Une étude récente menée par Lisa Dunlap et ses collaborateurs à l'université de Berkeley s'est penchée sur les différences qualitatives (ou, pour parler familièrement, sur l'« ambiance ») entre différents modèles de langage de grande envergure (LLM). Ils ont mis en évidence de nombreux éléments intéressants, tels que « Llama est plus humoristique, utilise davantage de mise en forme, fournit plus d'exemples et aborde beaucoup moins les questions d'éthique que GPT et Claude ». Cela implique que les performances des modèles ne correspondent pas toujours aux préférences humaines : même si GPT-4 et Claude-3.5 sont des modèles plus avancés que la série Llama, Llama semble toujours surpasser ses capacités sur Chatbot Arena, un classement participatif des LLM basé sur le système Elo et les préférences des utilisateurs face à des réponses identiques à des invites données. Les modèles qui obtiennent de bons résultats sur Chatbot Arena sont-ils plus intelligents et plus performants, ou essaient-ils simplement de manipuler la psychologie humaine de manière à se rendre plus « sympathiques » ? Et si certains modèles sont plus utiles et plus sympathiques que d’autres, est-ce vraiment important qu’ils soient moins capables de résoudre des problèmes de raisonnement de niveau doctorat ? Ce sont là des questions qui méritent d’être étudiées, et qui sont importantes pour comprendre l’utilité de systèmes comme Chatbot Arena par rapport aux évaluations traditionnelles des modèles.

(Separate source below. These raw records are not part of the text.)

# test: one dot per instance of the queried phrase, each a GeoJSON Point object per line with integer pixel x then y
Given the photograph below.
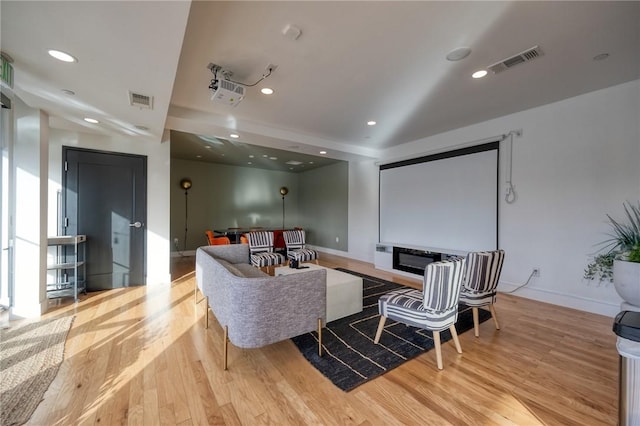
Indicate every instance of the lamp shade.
{"type": "Point", "coordinates": [185, 183]}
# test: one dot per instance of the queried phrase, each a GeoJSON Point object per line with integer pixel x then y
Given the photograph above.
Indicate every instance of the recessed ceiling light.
{"type": "Point", "coordinates": [479, 74]}
{"type": "Point", "coordinates": [62, 56]}
{"type": "Point", "coordinates": [211, 139]}
{"type": "Point", "coordinates": [458, 54]}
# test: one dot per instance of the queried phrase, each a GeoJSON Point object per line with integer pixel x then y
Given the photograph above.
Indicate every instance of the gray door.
{"type": "Point", "coordinates": [105, 198]}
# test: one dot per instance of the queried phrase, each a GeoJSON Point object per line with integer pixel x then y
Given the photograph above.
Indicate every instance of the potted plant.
{"type": "Point", "coordinates": [621, 262]}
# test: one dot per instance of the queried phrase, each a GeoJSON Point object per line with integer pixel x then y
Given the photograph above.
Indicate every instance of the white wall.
{"type": "Point", "coordinates": [30, 243]}
{"type": "Point", "coordinates": [158, 165]}
{"type": "Point", "coordinates": [363, 210]}
{"type": "Point", "coordinates": [576, 161]}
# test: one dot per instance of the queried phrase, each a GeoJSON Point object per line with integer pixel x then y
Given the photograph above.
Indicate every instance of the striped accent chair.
{"type": "Point", "coordinates": [295, 243]}
{"type": "Point", "coordinates": [261, 250]}
{"type": "Point", "coordinates": [479, 287]}
{"type": "Point", "coordinates": [434, 308]}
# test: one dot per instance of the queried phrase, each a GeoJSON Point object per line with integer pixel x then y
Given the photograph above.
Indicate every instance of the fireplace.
{"type": "Point", "coordinates": [414, 261]}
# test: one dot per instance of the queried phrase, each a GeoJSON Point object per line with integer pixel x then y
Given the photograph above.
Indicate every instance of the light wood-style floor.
{"type": "Point", "coordinates": [142, 356]}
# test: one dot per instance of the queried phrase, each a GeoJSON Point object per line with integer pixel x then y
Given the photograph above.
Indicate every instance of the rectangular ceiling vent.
{"type": "Point", "coordinates": [141, 101]}
{"type": "Point", "coordinates": [514, 60]}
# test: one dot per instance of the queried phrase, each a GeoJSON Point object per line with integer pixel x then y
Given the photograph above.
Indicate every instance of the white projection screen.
{"type": "Point", "coordinates": [446, 202]}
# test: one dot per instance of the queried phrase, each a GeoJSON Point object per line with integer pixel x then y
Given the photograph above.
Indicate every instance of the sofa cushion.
{"type": "Point", "coordinates": [250, 271]}
{"type": "Point", "coordinates": [231, 268]}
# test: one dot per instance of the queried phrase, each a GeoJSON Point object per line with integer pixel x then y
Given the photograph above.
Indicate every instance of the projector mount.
{"type": "Point", "coordinates": [226, 74]}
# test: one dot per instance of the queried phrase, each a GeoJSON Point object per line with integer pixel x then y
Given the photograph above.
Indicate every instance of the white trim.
{"type": "Point", "coordinates": [562, 299]}
{"type": "Point", "coordinates": [186, 253]}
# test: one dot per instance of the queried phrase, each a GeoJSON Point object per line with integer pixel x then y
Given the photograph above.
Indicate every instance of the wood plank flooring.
{"type": "Point", "coordinates": [142, 356]}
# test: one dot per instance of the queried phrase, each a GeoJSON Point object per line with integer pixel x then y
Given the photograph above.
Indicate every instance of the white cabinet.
{"type": "Point", "coordinates": [67, 268]}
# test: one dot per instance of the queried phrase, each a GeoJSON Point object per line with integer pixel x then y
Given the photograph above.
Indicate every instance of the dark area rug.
{"type": "Point", "coordinates": [350, 358]}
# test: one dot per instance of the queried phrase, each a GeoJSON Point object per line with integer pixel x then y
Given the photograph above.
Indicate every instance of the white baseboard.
{"type": "Point", "coordinates": [185, 253]}
{"type": "Point", "coordinates": [600, 307]}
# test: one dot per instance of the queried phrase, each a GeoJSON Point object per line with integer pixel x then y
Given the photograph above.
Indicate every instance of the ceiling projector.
{"type": "Point", "coordinates": [227, 92]}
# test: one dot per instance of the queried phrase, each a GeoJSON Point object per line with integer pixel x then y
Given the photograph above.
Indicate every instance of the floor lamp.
{"type": "Point", "coordinates": [186, 185]}
{"type": "Point", "coordinates": [283, 191]}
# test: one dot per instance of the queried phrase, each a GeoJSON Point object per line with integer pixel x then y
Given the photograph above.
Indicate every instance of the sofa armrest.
{"type": "Point", "coordinates": [261, 311]}
{"type": "Point", "coordinates": [232, 253]}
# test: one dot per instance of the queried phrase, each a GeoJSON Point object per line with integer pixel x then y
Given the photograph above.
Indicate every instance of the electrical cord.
{"type": "Point", "coordinates": [523, 285]}
{"type": "Point", "coordinates": [510, 196]}
{"type": "Point", "coordinates": [214, 81]}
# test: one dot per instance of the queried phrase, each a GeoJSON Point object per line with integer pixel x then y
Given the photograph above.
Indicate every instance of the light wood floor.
{"type": "Point", "coordinates": [142, 356]}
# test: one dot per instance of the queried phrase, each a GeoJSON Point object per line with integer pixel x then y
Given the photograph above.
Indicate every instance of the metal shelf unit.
{"type": "Point", "coordinates": [70, 256]}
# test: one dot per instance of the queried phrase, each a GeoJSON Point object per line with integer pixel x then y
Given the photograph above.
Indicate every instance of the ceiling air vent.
{"type": "Point", "coordinates": [139, 100]}
{"type": "Point", "coordinates": [514, 60]}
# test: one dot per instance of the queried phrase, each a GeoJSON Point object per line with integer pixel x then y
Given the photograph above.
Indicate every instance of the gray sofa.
{"type": "Point", "coordinates": [254, 308]}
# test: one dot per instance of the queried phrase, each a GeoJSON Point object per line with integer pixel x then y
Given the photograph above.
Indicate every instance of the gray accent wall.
{"type": "Point", "coordinates": [224, 196]}
{"type": "Point", "coordinates": [324, 201]}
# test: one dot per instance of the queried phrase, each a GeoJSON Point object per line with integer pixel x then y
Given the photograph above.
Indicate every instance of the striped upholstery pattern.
{"type": "Point", "coordinates": [436, 307]}
{"type": "Point", "coordinates": [261, 249]}
{"type": "Point", "coordinates": [295, 243]}
{"type": "Point", "coordinates": [481, 278]}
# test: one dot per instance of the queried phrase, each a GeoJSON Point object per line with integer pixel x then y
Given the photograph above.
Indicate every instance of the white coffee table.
{"type": "Point", "coordinates": [344, 291]}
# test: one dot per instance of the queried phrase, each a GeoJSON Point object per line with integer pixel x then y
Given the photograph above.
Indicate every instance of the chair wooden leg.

Chez Pangram, nous nous sommes demandé s'il était possible que notre modèle utilise ces « vibes » pour identifier et distinguer ces grands modèles de langage les uns des autres.

Système d'identification par IA de Pangram

Tout comme nous entraînons notre modèle de base de détection de l'IA à distinguer les textes générés par l'IA de ceux rédigés par des humains, nous entraînons également ce même modèle à identifier l'IA à l'aide d'une technique appelée « apprentissage multitâche ». Concrètement, nous classons les différents modèles linguistiques en 9 familles, que nous avons définies à l'issue d'une série d'expériences approfondies.

Les familles sont les suivantes :

  1. GPT-3.5
  2. GPT-4 (y compris GPT-4o, GPT-4-turbo et GPT-4o-mini)
  3. Modèles de raisonnement d'OpenAI
  4. Claude
  5. Google (y compris les deux variantes de Gemini et Gemma)
  6. Grok
  7. DeepSeek
  8. Amazon Nova
  9. Autres (notamment LLaMA, Mistral, Qwen et d'autres dérivés open source de ces modèles)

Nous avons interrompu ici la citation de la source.